Find the maximum and minimum radii vectors of section of the surface.
$(x^2+y^2+z^2)^2=a^2x^2+b^2y^2+c^2z^2$ by the plane $lx+my+nz=0$
I formed an expression $F=x^2+y^2+z^2 + \alpha((x^2+y^2+z^2)^2-a^2x^2+b^2y^2+c^2z^2) + \beta(lx+my+nz).$ I partially differentiated the expression wrt $x,y$ and $z$, and equated it to $0$ to obtain the stationary points. I obtained $\alpha=-\frac{1}{r^2}$, and $\beta=\frac{2a^2lx+2b^2my+2c^2nz}{-r^2(l^2+m^2+n^2)}$ where $r=\sqrt{(x^2+y^2+z^2)}$.
I also found $x=\frac{-\beta lr^2}{2(a^2-r^2)}, y=\frac{-\beta mr^2}{2(b^2-r^2)}$ and $z=\frac{-\beta nr^2}{2(c^2-r^2)}$. On substituting the value of $\beta$ the expression for $x,y$ and $z$ gets even more complex. I am not able to find $x,y$ and $z$ individually.
If anyone can help me with a solution for this by Lagrange's multiplier method, I would be really happy.
I expect we can solve this problem using its geometrical interpretation.

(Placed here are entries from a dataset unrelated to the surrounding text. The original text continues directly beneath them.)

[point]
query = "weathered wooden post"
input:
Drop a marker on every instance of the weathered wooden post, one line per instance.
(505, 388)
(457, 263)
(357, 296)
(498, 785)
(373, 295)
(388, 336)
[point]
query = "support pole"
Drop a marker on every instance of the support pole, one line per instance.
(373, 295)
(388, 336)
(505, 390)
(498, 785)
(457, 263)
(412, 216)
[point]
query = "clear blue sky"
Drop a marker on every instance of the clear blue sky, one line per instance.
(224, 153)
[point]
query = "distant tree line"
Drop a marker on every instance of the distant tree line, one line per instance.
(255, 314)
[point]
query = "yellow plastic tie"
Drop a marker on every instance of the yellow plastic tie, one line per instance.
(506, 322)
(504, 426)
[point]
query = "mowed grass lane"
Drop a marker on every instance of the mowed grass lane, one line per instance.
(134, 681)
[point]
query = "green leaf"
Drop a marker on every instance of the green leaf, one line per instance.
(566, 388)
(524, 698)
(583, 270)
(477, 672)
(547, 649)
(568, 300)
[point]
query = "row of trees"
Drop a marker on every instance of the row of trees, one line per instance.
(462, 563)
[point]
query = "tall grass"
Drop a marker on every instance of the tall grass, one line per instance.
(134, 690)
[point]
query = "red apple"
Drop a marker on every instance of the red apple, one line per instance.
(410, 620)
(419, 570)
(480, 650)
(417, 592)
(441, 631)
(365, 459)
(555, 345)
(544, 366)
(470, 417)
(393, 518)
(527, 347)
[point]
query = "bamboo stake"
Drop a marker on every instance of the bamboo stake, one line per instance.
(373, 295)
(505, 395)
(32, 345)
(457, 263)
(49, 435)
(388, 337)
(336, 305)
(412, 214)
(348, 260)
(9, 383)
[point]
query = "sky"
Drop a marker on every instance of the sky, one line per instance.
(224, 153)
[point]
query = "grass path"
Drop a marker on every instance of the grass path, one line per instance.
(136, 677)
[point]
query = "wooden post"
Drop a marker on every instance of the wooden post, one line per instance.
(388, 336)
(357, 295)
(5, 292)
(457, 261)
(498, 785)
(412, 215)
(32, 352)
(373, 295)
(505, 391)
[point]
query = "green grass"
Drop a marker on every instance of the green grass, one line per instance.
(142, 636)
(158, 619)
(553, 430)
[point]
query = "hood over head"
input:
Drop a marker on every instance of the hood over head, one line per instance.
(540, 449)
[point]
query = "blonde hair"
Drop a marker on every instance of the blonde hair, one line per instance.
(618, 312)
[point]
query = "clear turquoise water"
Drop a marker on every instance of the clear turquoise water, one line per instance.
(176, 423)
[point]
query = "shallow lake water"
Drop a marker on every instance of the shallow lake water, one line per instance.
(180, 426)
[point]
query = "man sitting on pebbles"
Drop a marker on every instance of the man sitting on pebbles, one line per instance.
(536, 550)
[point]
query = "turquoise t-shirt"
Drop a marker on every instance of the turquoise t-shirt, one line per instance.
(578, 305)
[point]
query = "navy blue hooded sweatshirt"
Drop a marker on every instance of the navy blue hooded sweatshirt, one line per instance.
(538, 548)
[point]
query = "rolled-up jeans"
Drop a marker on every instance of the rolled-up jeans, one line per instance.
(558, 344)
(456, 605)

As the radius ($r(x,y,z)$) we’ll be understand a distance from a point $(x,y,z)$ ofm the section to the origin $(0,0,0)$. Then the minimum radius is zero, because the section contains the origin.
To find the maximum radius we’ll proceed as follows. The left hand side of the surface equation is $r^4$. With this value fixed the right hand side of the equality is an equation of an ellipsoid (provided all $a,b,c$ are non-zero). Its intersection with the plane given by the equation $lx+my+nz=0$ is an ellipse (this intersection should be an ellipse even if one of $a,b,c$ is zero and I’ll skip the remaining degenerate cases). Now the equality between the left hand side and the right hand side of the equation describes the intersection of the ellipse with the circle of radius $r^2$ centered at the origin. Since when $r$ tends to the infinity, the left hand side describes the family of circles homothetic with the coefficient $r^2$ and the center at the origin, whereas the right hand describes the family of ellipses homothetic with the coefficient $r$ and the same center, eventually the intersection will be empty, and the maximum $r$ for which it is non-empty is attained when the endpoints of the big axis of the ellipse are exactly at the distance $r^2$ from the origin. This is a geometric condition for the maximum radius of the section, which should be converted to an analytical one.
Your are too hasty. I have problems at which I am stuck from the former millennium. :-)